1. Make empathy and other character education a priority and think carefully about how to teach these skills as deliberately as possible. This, I think, is the key. It's about the mindset of parents and educators. When we start to value character education in the same way that we value academic education, then we'll devote time and energy to it.

2. Have conversations where you talk about these skills and what they entail. Explicit conversations and discussions are important.

3. Use stories -- oral stories, picture books, chapter books and adult literature are wonderful ways to get children to take on other perspectives, to consider someone else's feelings, to think about the importance of certain skills like confidence or positive thinking or empathy. Books like Wonder and To Kill A Mockingbird are perfect for teaching empathy.

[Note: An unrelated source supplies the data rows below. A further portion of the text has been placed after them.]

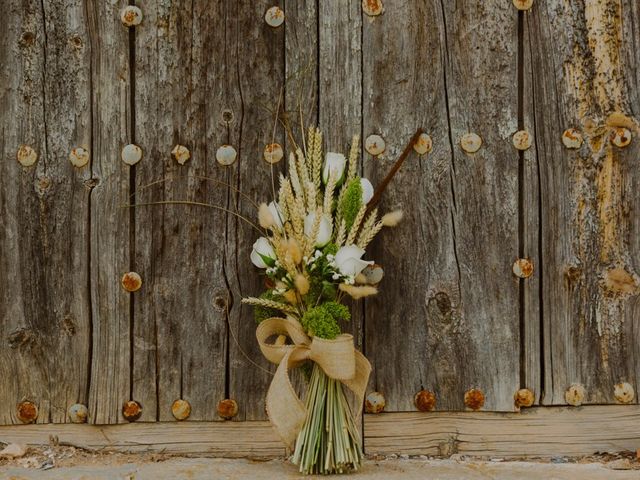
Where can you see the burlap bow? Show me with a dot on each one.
(338, 358)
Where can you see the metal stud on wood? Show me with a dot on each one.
(471, 142)
(26, 155)
(131, 16)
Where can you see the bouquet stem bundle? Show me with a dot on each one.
(329, 441)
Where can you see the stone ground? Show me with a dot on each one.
(68, 463)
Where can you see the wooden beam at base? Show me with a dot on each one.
(220, 439)
(535, 432)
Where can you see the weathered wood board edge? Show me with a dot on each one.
(536, 432)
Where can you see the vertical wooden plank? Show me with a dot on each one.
(340, 95)
(584, 62)
(44, 305)
(109, 236)
(447, 318)
(179, 333)
(256, 55)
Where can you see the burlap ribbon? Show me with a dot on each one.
(338, 358)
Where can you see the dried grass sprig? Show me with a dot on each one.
(263, 302)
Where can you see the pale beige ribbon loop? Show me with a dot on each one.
(338, 359)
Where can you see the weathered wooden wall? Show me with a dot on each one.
(451, 316)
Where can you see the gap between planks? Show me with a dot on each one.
(535, 432)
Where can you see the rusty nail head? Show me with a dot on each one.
(374, 403)
(274, 16)
(78, 413)
(523, 268)
(624, 393)
(226, 155)
(131, 154)
(26, 155)
(373, 8)
(27, 412)
(227, 408)
(522, 140)
(131, 281)
(523, 398)
(423, 145)
(471, 142)
(425, 401)
(523, 4)
(474, 399)
(620, 137)
(181, 154)
(572, 138)
(131, 16)
(79, 157)
(181, 409)
(575, 394)
(374, 144)
(273, 153)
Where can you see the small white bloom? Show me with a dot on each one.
(367, 190)
(263, 255)
(324, 232)
(276, 211)
(334, 162)
(348, 260)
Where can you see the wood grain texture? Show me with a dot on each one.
(180, 331)
(257, 70)
(44, 305)
(224, 439)
(449, 304)
(538, 432)
(584, 59)
(110, 383)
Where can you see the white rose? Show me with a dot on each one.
(324, 232)
(367, 190)
(348, 260)
(263, 255)
(276, 212)
(334, 162)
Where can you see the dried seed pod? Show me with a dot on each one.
(79, 157)
(425, 401)
(374, 144)
(373, 8)
(78, 413)
(623, 392)
(226, 155)
(523, 398)
(575, 395)
(131, 281)
(374, 403)
(227, 408)
(474, 399)
(26, 155)
(523, 4)
(522, 140)
(131, 16)
(181, 154)
(273, 153)
(620, 137)
(471, 142)
(27, 412)
(181, 409)
(572, 138)
(131, 410)
(523, 268)
(274, 16)
(423, 145)
(131, 154)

4. Give children tools to help them monitor and control their own emotions: breathing exercises, simple self-soothing techniques like walk away for a moment or visualize something more positive, and help them understand what it means to be mindful. Research from positive psychology suggests that kids should focus on being grateful for what they have each day -- either by keeping a gratitude journal or even by just acknowledging all that they have to be grateful for at some point in the day.

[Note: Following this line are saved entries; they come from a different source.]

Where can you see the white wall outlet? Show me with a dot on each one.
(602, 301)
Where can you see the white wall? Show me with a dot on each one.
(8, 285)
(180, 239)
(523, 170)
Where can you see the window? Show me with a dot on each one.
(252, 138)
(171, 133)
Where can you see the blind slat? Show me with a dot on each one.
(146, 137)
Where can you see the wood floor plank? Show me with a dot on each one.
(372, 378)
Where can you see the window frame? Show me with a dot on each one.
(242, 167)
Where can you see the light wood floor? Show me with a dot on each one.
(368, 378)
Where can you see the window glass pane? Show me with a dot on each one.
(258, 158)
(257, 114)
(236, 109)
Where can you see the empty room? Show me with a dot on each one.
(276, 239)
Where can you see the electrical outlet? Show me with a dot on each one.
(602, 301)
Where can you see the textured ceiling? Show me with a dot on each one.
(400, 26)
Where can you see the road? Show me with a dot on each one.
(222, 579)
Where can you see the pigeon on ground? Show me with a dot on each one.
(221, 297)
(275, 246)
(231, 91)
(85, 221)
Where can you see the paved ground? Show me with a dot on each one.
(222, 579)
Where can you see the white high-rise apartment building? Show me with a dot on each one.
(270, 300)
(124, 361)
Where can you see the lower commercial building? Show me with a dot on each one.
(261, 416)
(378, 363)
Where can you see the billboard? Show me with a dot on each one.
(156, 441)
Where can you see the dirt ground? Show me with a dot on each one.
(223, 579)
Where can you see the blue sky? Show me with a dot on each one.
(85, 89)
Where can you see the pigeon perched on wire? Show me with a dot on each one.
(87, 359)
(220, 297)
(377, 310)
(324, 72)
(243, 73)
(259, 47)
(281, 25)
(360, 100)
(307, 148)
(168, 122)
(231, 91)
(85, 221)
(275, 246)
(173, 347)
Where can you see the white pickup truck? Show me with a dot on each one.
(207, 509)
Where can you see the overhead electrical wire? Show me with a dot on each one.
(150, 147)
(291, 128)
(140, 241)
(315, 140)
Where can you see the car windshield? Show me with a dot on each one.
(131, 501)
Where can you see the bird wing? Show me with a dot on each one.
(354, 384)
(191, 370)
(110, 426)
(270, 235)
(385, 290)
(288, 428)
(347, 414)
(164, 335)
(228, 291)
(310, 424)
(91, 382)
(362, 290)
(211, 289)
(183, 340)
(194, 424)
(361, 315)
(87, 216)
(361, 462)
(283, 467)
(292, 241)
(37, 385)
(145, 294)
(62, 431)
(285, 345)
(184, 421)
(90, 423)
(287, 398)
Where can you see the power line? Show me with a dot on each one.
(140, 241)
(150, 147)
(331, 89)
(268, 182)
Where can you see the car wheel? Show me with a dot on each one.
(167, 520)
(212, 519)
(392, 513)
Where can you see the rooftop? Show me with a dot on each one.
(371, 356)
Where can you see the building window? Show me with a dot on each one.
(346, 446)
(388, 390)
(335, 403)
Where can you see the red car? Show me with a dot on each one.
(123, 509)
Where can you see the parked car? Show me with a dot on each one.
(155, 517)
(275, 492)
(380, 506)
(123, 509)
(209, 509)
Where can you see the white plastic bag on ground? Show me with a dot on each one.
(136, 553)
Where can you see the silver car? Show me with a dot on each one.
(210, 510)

4. Discuss the ideas of neuro-plasticity and a growth mindset with kids, so that they know that any skills -- whether we're talking about reading skills or empathy skills -- can be learnt and practiced. This will help kids deliberately practice these skills.

5. Seize those teaching moments when a child asks you a question or behaves in a certain way to teach the child these skills.

6. And most important, and perhaps most difficult, we adults need to model these skills for our children as much as we can. Perhaps we need to work on mastering them just as much as our children do.

While some schools in the US are experimenting with specific classes designed to teach skills such as empathy or positive thinking, I think that this approach might feel contrived to kids. I prefer these skills being integrated into all subjects at school and becoming part of the culture of the school and the home. Kids can learn empathy by reading and discussing literature in English class,  they can learn persistence and grit by struggling through a Math problem in math class, they can build empathy and confidence by competing (and perhaps losing) on the playing field, and they can build their sense of self by taking a healthy risk such as trying out for a play or a team.  I think the goal is not to separate these skills from the work that kids engage in everyday at school and at home but to make these important skills a part of this work as seamlessly as possible.


1 comment:

  1. I see that Empathy is strong aspect in learning and it builds a relative viewpoint in assessing what you've learned and how it can be applied in various scenarios.